Ian Kalin, Chief Data Officer at US Department of Commerce, on the value of accessing critical information
For the past year and a half, Ian Kalin has served as the U.S. Department of Commerce’s Chief Data Officer. His central mission is to advance the American economy and empower people by defining the Department’s data vision and improving its digital operations.
While he sees information as a kind of currency, “data itself is pretty useless,” Kalin says; to him, “it’s all about what you do with the data that makes it valuable.”
“My work builds on a commitment to finding ways to leverage modern resources to combat income inequality, to better understand how to get healthy food to children who need it, to revolutionize education systems, support systems and transportation systems — all using technology that is, by and largely, entirely normal in other sectors,” says Kalin, “but by its very existence, could be revolutionary in the public sector.”
A veteran of the U.S. Navy, power plant construction, tech start-ups, and White House Presidential Innovation Fellows, Kalin has worked with over 200 governments to help them better serve their citizen-customers and improve their own services.
In collaboration with leaders and innovators from numerous government organizations such as the Census Bureau, Patent & Trademark Office and the National Weather Service, Kalin works to improve the quality of data products and services delivered to U.S. businesses — hopefully creating jobs and saving lives.
“Data helps folks at critical points in their lives — but it doesn’t make it to them often enough,” said Kalin, explaining the importance of accessible, meaningful informational resources being available to individuals at transitional moments.
If systems were put in place to safely collect and better utilize constituent information, there could be massive cost-cutting and time-saving results.
Information already gathered from tax filings, for example, could be used to make filling out forms much easier: “Some of these questions, we already know the answers to; so why are we asking you again?”

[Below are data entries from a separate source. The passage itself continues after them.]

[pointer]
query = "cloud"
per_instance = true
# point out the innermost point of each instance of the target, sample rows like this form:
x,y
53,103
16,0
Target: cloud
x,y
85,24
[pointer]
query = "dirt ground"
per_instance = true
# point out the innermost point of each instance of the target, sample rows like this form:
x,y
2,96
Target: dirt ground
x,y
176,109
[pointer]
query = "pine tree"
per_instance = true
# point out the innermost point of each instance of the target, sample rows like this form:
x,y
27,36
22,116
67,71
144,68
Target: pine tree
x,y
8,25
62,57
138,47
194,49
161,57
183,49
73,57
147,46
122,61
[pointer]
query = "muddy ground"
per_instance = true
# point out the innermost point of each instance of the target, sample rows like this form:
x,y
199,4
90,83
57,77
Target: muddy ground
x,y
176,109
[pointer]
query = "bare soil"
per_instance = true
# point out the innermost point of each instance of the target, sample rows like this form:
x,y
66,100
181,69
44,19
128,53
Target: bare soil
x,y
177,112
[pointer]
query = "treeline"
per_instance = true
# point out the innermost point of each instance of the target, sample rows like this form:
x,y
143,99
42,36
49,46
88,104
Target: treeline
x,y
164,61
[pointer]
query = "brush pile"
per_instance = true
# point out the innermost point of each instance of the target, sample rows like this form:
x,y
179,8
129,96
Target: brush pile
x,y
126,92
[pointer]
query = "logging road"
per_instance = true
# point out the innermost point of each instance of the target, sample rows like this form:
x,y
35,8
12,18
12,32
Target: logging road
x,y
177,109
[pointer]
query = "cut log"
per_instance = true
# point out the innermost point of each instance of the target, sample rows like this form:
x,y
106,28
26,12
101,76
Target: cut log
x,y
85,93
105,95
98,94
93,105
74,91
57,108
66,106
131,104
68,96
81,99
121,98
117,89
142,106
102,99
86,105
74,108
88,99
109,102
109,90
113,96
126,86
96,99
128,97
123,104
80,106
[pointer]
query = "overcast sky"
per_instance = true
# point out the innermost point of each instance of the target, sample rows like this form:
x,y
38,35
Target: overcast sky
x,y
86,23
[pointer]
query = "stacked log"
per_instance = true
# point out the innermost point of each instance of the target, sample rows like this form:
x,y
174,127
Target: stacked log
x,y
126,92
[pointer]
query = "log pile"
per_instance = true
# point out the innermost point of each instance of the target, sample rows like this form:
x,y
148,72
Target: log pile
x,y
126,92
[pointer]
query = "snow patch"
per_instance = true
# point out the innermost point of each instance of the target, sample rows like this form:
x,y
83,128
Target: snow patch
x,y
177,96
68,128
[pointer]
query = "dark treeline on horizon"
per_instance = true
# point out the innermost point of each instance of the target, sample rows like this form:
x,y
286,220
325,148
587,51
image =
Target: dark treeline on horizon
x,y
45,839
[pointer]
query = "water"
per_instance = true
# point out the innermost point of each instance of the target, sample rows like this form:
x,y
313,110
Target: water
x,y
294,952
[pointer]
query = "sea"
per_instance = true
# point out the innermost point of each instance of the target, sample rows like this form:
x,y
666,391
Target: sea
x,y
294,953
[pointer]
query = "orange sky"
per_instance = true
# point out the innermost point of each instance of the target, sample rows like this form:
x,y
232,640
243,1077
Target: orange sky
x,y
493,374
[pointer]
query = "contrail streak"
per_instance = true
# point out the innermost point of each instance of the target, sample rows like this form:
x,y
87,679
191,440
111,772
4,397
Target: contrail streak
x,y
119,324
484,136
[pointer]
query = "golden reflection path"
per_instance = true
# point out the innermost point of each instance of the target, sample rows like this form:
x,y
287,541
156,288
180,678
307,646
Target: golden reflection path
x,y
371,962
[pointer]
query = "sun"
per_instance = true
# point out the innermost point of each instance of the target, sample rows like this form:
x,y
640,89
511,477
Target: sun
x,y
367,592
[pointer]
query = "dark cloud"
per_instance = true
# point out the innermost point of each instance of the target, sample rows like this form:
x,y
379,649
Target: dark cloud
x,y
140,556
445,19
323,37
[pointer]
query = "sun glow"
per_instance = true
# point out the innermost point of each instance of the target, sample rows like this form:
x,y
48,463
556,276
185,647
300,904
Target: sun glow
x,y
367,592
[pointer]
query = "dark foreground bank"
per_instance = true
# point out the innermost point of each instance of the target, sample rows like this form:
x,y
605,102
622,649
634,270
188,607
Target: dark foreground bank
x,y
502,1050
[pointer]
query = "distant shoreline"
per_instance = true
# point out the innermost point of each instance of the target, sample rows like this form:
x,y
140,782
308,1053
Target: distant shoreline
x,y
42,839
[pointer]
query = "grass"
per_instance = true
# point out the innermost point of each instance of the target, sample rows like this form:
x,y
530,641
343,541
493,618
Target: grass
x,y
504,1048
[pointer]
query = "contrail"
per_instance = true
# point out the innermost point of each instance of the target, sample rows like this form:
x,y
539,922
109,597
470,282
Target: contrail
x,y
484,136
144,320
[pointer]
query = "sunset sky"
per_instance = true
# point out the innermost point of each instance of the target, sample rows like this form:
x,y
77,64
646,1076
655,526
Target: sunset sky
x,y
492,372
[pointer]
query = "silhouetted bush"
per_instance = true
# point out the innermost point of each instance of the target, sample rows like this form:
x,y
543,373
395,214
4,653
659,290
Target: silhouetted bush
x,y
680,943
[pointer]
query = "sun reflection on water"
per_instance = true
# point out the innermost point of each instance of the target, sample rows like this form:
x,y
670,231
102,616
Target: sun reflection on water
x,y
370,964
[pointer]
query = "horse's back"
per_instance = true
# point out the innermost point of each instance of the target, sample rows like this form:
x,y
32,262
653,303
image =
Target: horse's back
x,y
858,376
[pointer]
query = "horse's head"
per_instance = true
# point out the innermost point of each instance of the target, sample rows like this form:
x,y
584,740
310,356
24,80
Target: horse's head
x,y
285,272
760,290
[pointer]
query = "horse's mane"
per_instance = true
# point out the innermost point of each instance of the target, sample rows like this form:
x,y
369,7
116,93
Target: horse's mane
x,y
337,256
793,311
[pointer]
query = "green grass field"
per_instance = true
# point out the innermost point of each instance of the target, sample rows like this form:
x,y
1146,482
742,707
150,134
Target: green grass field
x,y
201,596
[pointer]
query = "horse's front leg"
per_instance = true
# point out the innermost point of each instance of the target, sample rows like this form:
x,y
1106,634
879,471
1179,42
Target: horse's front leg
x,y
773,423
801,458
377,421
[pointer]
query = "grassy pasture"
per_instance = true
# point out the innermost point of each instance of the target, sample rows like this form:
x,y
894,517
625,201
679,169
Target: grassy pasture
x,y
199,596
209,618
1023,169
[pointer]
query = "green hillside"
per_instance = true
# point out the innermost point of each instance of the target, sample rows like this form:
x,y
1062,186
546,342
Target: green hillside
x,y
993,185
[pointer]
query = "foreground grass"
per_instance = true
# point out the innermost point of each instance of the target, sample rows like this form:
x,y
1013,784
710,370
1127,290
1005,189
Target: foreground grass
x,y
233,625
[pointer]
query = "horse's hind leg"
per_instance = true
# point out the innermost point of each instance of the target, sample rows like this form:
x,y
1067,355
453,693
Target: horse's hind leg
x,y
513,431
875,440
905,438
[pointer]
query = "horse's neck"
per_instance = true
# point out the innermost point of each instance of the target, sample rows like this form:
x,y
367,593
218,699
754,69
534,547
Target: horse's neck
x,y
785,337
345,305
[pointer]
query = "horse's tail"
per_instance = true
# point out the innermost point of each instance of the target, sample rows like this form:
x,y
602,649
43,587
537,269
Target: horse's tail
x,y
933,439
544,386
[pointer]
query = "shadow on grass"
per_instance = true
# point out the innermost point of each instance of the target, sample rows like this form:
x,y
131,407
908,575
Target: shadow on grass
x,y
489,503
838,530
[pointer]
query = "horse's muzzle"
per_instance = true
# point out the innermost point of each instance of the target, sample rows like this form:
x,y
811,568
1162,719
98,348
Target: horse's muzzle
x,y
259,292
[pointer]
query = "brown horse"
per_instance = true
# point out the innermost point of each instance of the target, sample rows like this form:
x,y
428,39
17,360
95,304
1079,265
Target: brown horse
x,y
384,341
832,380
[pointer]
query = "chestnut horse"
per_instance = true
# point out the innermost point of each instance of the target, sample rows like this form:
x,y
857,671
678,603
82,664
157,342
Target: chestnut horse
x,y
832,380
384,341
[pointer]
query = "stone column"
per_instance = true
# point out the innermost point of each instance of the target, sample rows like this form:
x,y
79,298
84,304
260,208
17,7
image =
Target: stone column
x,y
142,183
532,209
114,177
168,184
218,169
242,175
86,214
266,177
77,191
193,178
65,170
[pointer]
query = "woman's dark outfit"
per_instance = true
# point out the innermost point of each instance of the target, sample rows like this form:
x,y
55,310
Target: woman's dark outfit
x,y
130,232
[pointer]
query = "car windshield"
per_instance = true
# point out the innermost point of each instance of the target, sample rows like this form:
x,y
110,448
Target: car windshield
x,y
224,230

But a fair amount of the most valuable data, he said, is often also personal information —including things such as current location, personal activities, and health records — that must be collected and stored with intensive security.
During his time as Chief Data Officer, Kalin has fought against income inequality by launching “Opportunity Project,” putting better information in people’s hands before they make big decisions on things like choosing a school or buying a home.
He spurred U.S. exports by connecting domestic manufacturers with previously unknown overseas opportunities — which required the development of big data prediction engine and a public-private partnership to enable data-sharing while protecting privacy — and improved digital services for intellectual property by building a first-of-a-kind, enterprise-wide search engine, liberating more patent and trademark data for public consumption in machine-readable forms.
Kalin only sees more opportunities for government modernization and optimization in the coming months and years.
“Changes in scale, systemic changes in middle class life, it creates new structures,” said Kalin. “I hope that people hear success stories and become almost frustrated that these things aren’t being done yet — that they fundamentally question why some of this stuff shouldn’t be in their city today, and that it leads to inspired action.”